Publishing, I’ve learned, is often at the whims of this kind of luck. However, opportunity is not equally distributed. That’s why pitch contests that uplift and amplify the voices and stories from the margins are so important.
That’s why I mentor writers, especially those from marginalized backgrounds, so they too can be prepared to meet their moment. As a writer for kids of all ages, I know young people need to be able to see it to dream it.
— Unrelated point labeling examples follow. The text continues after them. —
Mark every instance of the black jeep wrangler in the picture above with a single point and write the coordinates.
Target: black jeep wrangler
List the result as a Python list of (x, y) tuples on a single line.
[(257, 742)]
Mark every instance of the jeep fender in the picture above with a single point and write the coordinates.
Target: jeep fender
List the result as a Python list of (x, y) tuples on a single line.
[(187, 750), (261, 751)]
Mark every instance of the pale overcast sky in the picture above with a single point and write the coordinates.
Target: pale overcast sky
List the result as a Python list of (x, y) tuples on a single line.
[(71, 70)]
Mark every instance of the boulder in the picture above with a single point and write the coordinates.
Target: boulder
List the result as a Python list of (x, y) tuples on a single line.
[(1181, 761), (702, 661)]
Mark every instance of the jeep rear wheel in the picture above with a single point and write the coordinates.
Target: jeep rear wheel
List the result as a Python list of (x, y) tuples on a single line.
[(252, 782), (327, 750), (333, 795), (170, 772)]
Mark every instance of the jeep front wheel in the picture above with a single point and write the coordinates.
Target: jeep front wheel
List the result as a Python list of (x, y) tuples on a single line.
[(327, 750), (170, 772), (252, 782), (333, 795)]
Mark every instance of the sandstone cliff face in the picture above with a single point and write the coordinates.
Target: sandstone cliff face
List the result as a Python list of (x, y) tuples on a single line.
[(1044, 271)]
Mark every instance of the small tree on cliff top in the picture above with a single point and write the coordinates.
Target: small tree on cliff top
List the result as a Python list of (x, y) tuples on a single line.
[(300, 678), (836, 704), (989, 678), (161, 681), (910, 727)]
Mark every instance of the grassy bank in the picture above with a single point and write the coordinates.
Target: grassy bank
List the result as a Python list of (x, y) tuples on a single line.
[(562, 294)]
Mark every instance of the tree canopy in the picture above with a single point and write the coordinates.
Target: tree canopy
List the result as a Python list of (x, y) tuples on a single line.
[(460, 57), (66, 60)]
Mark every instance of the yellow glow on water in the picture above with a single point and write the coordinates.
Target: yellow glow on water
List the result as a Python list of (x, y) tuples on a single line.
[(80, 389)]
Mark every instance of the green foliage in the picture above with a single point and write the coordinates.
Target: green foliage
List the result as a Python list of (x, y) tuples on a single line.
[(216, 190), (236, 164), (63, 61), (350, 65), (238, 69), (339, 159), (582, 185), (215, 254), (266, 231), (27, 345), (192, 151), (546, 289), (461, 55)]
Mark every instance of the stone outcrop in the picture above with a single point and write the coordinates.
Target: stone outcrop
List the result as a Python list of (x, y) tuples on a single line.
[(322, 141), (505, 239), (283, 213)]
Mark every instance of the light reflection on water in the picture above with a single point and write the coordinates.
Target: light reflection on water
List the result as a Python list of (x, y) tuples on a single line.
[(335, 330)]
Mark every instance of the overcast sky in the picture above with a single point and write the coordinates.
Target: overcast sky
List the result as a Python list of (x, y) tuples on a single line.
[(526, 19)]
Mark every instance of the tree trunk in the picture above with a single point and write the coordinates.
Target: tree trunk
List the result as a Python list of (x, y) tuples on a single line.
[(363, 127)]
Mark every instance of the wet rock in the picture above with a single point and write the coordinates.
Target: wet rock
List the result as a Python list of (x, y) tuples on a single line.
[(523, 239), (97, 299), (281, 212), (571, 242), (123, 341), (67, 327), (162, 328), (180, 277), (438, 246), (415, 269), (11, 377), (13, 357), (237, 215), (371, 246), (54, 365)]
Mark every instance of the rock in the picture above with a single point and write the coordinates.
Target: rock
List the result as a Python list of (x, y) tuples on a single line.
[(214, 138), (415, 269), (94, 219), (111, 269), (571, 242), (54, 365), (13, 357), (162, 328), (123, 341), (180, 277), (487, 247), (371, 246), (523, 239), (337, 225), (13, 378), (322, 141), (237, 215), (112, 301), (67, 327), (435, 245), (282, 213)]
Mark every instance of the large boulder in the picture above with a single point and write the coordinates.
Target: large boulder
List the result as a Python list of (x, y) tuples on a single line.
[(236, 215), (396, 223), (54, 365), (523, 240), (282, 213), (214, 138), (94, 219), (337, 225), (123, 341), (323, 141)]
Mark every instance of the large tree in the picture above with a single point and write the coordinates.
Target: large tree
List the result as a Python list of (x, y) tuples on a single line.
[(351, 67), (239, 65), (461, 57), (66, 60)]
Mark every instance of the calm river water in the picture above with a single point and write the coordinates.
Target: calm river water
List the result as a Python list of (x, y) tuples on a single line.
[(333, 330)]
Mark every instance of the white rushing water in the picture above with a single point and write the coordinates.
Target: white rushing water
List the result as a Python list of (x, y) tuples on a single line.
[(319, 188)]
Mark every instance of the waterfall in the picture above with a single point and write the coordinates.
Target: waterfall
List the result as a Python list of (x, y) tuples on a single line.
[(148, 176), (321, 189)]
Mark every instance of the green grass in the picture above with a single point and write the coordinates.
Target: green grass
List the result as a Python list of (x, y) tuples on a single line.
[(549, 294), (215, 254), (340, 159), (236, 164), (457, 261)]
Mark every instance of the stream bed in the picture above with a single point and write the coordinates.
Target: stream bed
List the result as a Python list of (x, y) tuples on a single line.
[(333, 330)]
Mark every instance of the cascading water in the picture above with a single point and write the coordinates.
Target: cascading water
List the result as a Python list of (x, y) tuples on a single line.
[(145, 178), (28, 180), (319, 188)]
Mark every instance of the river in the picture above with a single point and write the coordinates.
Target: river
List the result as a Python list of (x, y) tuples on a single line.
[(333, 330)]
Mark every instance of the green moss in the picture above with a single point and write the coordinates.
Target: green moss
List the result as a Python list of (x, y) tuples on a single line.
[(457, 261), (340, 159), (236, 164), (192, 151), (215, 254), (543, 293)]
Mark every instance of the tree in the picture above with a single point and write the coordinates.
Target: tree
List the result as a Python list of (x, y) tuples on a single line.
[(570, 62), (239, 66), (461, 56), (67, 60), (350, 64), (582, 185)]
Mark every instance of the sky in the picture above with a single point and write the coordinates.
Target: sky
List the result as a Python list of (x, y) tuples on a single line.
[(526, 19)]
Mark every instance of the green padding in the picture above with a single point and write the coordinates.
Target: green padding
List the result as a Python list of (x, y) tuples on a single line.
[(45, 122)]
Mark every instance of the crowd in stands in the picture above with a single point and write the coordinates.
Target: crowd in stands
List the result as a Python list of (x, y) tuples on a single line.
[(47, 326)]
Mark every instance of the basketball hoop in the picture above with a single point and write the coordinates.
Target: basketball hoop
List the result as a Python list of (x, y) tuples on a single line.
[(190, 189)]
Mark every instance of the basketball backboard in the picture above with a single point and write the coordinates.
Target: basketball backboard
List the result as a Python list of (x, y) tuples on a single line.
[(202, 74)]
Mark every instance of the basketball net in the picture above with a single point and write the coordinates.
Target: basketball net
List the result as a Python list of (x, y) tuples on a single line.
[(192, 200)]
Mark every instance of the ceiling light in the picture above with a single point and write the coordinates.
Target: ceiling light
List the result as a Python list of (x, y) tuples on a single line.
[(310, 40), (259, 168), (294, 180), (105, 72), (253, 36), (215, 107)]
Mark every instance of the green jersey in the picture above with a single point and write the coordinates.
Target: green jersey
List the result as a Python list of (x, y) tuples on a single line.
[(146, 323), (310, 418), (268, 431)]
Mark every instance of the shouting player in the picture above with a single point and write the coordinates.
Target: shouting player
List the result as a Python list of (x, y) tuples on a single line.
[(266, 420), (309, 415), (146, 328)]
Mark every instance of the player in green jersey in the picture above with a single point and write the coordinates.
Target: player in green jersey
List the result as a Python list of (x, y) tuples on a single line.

Stories representing the richness and depth of the diversity in our world are needed now more than ever.
Growing up in the 1990s, I had access to more fiction about the Latin American diaspora than previous generations but it was not the bulk of what I read nor was it part of my high school’s curriculum.
The books I read on my own at the end of high school and assigned to me college including In The Time of the Butterflies and How the García Girls Lost Their Accents by Julia Alvarez, The House on Mango Street by Sandra Cisneros, When I Was Puerto Rican by Esmeralda Santiago, Drown by Junot Díaz, Dreaming in Cuban by Cristina García, Heading South, Looking North: A Bilingual Journey by Ariel Dorfman, Like Water for Chocolate by Laura Esquivel, Esperanza Rising by Pam Puñoz Ryan, and Down These Mean Streets by Piri Thomas were my lifeblood.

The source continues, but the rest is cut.